Mike WangsmoRed Hat Software
wanger@redhat.com

Clustering is a commonly used phrase these days in computing technology circles. Unfortunately, if you ask 10 people what clustering is, you will likely get nine unique answers. Based on that premise, the first part of this document gives a brief overview of general clustering principles. This quick review is not meant to be a replacement for deep discussions of clustering. For a much more thorough understanding of clusters, please see In Search of Clusters by Gregory Pfister.

Table of contents

 

Clustering Technology

Clustering, by definition, implies two or more computers working in tight conjunction with each other to perform the work that a single machine would normally handle. This, on the surface, might seem wasteful, however the tradeoff can be increases in performance for some problem types, increases in overall system reliability or increases in load distribution. There are essentially five primary types of clustering.

  • HA (high Availability)
  • Fault Tolerance
  • (Massive Parallel Processing)
  • SMP Clusters
  • NUMA (Non-Uniform Memory Access)

These categories are not to be considered mutually exclusive classes, rather they should be thought of as unique properties that define a type of clustering. A cluster can be build that pulls features from any and possibly all of these types. As a general rule of thumb, a cluster will have its primary feature set pulled from a single type of clustering.

HA clusters are most uniquely defined by the use of redundancy throughout the system. Generally, HA clusters rely on software to achieve the goal of uninterrupted services. A portion of this software work is done in the kernel itself as well as a larger portion being done in userland libraries. Other places where this level of availability is done is through the filesystem layers.

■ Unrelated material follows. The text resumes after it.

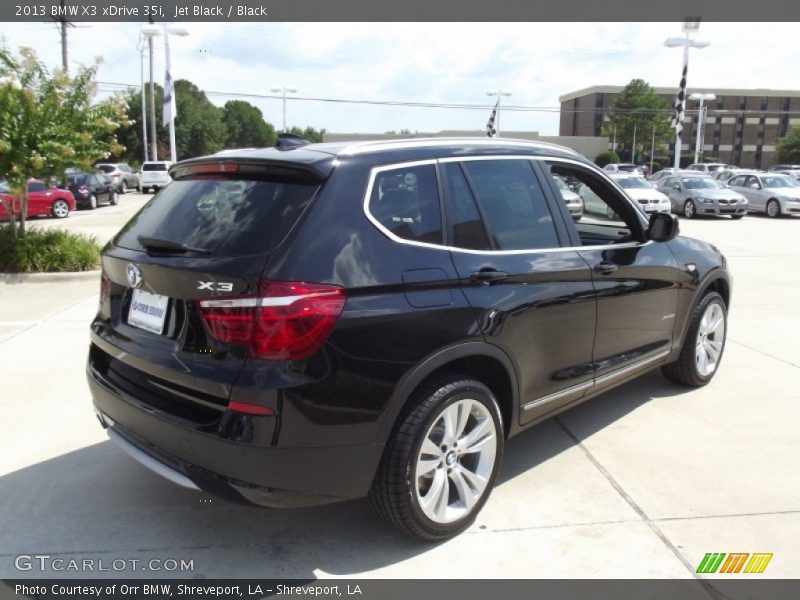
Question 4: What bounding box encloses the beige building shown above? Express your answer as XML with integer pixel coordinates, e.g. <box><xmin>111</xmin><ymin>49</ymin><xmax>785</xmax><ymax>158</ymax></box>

<box><xmin>325</xmin><ymin>131</ymin><xmax>608</xmax><ymax>160</ymax></box>
<box><xmin>558</xmin><ymin>85</ymin><xmax>800</xmax><ymax>169</ymax></box>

Fault tolerance works to achieve a similar goal of continuous availability. However, fault tolerance is usually applied to having the redundancy built into the system's hardware rather than the software. This type of clustering could be argued to not even be a "cluster" since it is generally a single machine whose internal components redundant internally. When combined with an operating system that has clustering extensions, this environment can prove to be virtually continuously available.

MPP is a class of computing that links many individual computing nodes together into a singular computing machine. These clusters are designed to provide a highly scalable environment to solve computational problems whose components can be worked on in parallel. In order to be effective, the software that is run on these clusters requires very careful work to ensure the highest levels of parallelism while still remaining coherent as a single problem.

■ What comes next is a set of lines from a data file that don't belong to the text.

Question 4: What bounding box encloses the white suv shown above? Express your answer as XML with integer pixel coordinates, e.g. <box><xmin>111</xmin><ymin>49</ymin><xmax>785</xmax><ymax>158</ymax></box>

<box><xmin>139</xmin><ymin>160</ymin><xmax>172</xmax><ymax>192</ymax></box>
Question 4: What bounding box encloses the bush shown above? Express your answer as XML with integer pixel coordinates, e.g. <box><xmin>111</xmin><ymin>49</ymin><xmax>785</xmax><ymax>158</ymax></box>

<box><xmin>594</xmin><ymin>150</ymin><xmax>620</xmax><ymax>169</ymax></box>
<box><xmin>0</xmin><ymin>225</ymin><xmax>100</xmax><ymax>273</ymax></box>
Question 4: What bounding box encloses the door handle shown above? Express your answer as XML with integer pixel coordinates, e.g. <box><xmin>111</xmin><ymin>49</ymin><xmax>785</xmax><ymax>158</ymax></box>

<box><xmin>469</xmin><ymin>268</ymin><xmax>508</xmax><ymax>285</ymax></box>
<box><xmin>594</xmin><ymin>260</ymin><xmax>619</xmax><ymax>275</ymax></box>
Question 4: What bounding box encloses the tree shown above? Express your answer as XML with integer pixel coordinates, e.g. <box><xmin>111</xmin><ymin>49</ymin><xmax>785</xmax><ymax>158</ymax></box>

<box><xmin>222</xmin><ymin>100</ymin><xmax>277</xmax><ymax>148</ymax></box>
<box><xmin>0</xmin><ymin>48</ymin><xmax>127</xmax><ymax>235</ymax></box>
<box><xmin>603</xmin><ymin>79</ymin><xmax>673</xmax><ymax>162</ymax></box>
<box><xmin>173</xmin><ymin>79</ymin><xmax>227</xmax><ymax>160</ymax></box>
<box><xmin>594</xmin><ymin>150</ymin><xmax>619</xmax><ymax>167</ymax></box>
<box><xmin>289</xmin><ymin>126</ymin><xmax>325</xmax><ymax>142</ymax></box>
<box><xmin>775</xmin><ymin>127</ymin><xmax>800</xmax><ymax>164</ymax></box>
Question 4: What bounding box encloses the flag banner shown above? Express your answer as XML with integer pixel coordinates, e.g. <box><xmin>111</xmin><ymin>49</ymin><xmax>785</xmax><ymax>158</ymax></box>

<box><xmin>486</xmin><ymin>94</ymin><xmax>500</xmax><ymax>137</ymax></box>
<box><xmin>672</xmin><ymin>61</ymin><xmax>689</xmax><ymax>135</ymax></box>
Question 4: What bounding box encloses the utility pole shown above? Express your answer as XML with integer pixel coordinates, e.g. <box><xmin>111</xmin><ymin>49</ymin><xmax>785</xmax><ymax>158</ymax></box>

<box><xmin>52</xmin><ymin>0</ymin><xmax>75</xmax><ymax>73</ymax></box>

SMP clusters are a relatively new schema in clusters. These types of clusters attempt to combine features of HA and fault tolerance into a single architecture. There is a limit to the general useful scalability of SMP machines to provide increasing computing power. However, by running multiple instances of the kernel on groups of CPUs and I/O subsystems within the same physical machine, a clustered environment is created. This design allows the OS to run on smaller SMP configurations (usually 4-8 CPUs) which reduces the amount of overhead associated with SMPs that are 64 CPUs or greater.

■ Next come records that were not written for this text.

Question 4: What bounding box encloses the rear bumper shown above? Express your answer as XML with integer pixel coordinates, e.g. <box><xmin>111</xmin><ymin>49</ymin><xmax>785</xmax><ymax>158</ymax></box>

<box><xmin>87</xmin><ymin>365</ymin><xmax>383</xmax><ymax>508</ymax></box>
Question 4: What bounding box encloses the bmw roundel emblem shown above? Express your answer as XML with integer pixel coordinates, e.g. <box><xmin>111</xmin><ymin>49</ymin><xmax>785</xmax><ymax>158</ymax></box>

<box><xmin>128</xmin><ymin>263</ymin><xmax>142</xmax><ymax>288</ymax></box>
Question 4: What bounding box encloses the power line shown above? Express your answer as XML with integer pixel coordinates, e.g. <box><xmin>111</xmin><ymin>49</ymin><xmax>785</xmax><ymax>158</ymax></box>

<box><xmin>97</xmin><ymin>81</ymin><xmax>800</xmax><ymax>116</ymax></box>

NUMA (and its variations) have been around for a long time. The general design schema for NUMA is to combine computing nodes into a larger cluster via memory bus interconnects. The effect of this type of connection is very high data access between nodes (all nodes can directly address all memory segments). This model is generally considered highly scalable, however it tends to have very complex caching issues. It is also subject to performance hits when the locality of reference for memory access is not observed.